Dave Douglas on Wayne Shorter

Dave Douglas: Music, Commerce and Culture Wars

I have to say that when Wayne Shorter started leading a small group again and I heard them, what they were doing—he’s always been an inspiration for me, but I think that the way that they were doing it was so, I hate the word “revolutionary,” but revolutionary! It was a way of taking the songs and then throwing out your assumptions about the way they’re supposed to be played, and who’s supposed to play what part, and what’s supposed to happen when, and what does the idea of tempo, and key, and texture mean. And they shook it all up and poured it out on the table and it’s this beautiful mosaic of all the constituent parts of the music—but without the glue of all of our assumptions about the way it’s supposed to be.

I like the part about assumptions. One of my major musical breakthroughs came when i realized that my preconceptions about what I was expected to play or what I thought people wanted to hear were all baloney.

The rest of the DD interview is good as well, and it covers a lot of bases.

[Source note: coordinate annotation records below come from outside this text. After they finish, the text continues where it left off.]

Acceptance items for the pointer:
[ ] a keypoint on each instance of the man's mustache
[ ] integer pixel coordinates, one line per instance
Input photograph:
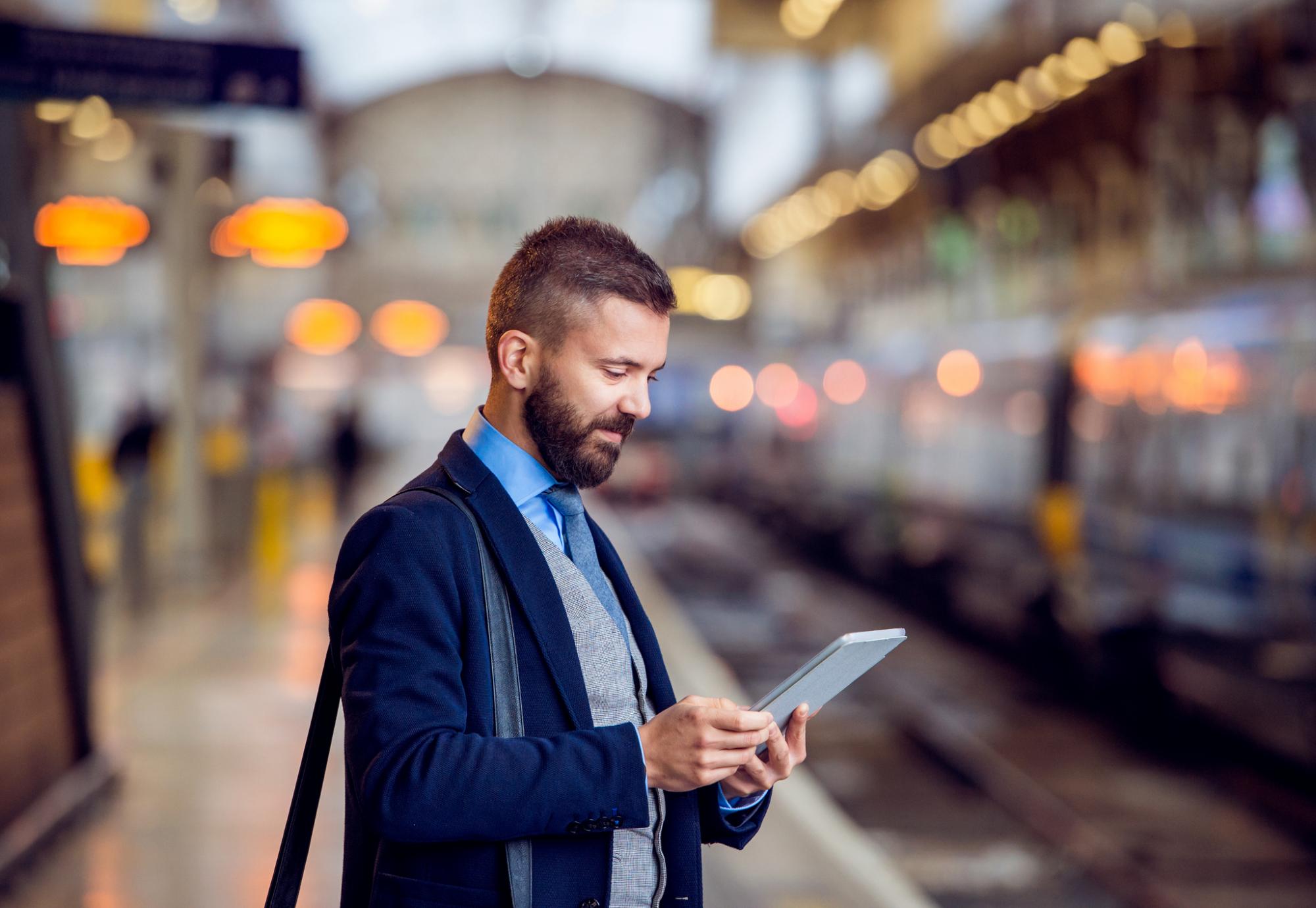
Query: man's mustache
(622, 426)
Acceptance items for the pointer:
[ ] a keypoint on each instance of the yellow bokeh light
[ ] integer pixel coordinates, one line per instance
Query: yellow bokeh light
(722, 297)
(410, 328)
(1067, 81)
(1038, 90)
(290, 234)
(116, 144)
(777, 385)
(1006, 102)
(844, 382)
(960, 374)
(90, 231)
(1086, 60)
(732, 389)
(322, 327)
(91, 119)
(839, 194)
(56, 110)
(1121, 44)
(1177, 31)
(684, 280)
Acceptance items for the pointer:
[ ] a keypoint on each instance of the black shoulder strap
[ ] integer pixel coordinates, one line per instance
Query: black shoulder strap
(290, 865)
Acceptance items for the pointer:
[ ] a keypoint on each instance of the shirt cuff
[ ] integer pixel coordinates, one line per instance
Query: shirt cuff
(742, 803)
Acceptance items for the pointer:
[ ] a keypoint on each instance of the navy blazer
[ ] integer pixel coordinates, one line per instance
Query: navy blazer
(431, 792)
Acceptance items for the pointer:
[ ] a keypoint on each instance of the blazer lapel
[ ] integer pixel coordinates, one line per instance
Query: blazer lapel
(660, 686)
(523, 565)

2 thoughts on “Dave Douglas on Wayne Shorter”

  1. Yeah, I’ve seen them live and they are amazing. I find it harder to listen to their recordings and I wonder about that. It makes me think that their approach iimplies that the live performance will always outshine the recording. Even their live album. Maybe it’s just my mind…

  2. I think music that is so heavily based on interaction between the musicians is always better live. As a listener you have much more awareness of the flow of the interaction when you have the visual experience as well as the aural experience. Plus you really get the vibe of the space and the people live. That is much harder to cpature on a recording.